As currently proposed, the right will be available to workers who have a lack of predictability in their working pattern, where such request is to change their working pattern and the purpose of such change is to get a more predictable working pattern. The right will be available to workers after they have completed a qualifying period of service (expected to be 26 weeks), and a worker is restricted from making two statutory applications in any 12-month period. The Bill also proposes to introduce certain remedies to workers where an employer has failed to deal with their request reasonably, including the right to request reconsideration of their request and/or an award of compensation. Further, a worker will have the right not to be subjected to a detriment and it would be automatically unfair to dismiss an employee because they have made a request for a predictable working pattern (or brought proceedings) under the proposed legislation.

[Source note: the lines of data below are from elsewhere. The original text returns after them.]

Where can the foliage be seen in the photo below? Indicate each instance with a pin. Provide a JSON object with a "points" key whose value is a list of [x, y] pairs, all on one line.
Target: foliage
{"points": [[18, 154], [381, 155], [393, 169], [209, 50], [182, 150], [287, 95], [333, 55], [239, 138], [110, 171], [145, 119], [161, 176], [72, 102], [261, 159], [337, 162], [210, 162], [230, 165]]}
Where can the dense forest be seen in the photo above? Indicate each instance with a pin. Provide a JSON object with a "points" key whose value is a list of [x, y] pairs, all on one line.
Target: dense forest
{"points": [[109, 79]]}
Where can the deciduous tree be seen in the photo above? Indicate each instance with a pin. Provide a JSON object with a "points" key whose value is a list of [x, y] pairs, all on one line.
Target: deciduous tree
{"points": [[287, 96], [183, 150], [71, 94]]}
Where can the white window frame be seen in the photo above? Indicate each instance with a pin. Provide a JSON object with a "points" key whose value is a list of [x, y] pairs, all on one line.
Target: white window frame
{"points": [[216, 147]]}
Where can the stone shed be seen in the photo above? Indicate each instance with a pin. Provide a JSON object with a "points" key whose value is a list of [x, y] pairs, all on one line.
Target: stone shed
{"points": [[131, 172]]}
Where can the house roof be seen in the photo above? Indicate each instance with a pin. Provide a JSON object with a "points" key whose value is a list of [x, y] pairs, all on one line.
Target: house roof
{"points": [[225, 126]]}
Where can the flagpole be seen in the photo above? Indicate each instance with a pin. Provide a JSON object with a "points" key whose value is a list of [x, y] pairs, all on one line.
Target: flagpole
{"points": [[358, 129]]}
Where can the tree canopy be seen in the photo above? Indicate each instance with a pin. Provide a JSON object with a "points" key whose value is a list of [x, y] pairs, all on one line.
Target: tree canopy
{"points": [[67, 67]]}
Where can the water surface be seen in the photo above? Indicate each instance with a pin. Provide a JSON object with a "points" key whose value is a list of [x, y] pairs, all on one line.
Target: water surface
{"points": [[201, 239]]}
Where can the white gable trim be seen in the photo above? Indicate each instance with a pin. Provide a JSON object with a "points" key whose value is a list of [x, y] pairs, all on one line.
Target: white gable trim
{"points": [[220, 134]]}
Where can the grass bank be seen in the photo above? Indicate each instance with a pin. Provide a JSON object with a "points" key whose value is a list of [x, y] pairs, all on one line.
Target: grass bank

Scottish Reforms to Gender Recognition Process Blocked by UK Government
Proposed Bill or Initiative
Authors: Ben Smith, Associate, and Darren Isaacs, Partner – GQ | Littler
By way of background, the United Kingdom is made up of different jurisdictions: Scotland, Northern Ireland, England and Wales. Although the UK Parliament makes laws for the whole of the UK, law-making powers have also been given to other legislatures (e.g., the Scottish Parliament) on certain matters within their jurisdictions.
Accordingly, the Scottish Parliament passed the Gender Recognition Reform (Scotland) Bill in December 2022 (the Bill). The Bill would have made changes to apply in Scotland to the system of gender recognition certificates (GRCs) - the system in the UK by which a person is able to get legal recognition of a change in their gender identity from that assigned at birth. The Bill would have removed the current requirement for a medical diagnosis of gender dysphoria and extended the GRC application rights to 1) apply to 16- and 17-year-olds, albeit with slightly different requirements; and 2) to reduce the self-certification time required for an applicant to live in their “acquired gender” from two years to three months.
However, in January 2023, the UK’s central government used its legislative powers under s.35 of the Scotland Act 1998 to block the Bill from becoming law, on the grounds that the legislation would have an adverse impact on an area of law that applies across the whole of the UK (in this case, equality law). The unprecedented use of this power is expected to be legally challenged by the Scottish government and it may be some time before the status of the Bill is resolved. If the challenge is successful and the Bill is enacted, it would apply only in Scotland but there may be wider implications for all UK employers (such as whether Scottish GRCs would be recognized in England, Wales or Northern Ireland).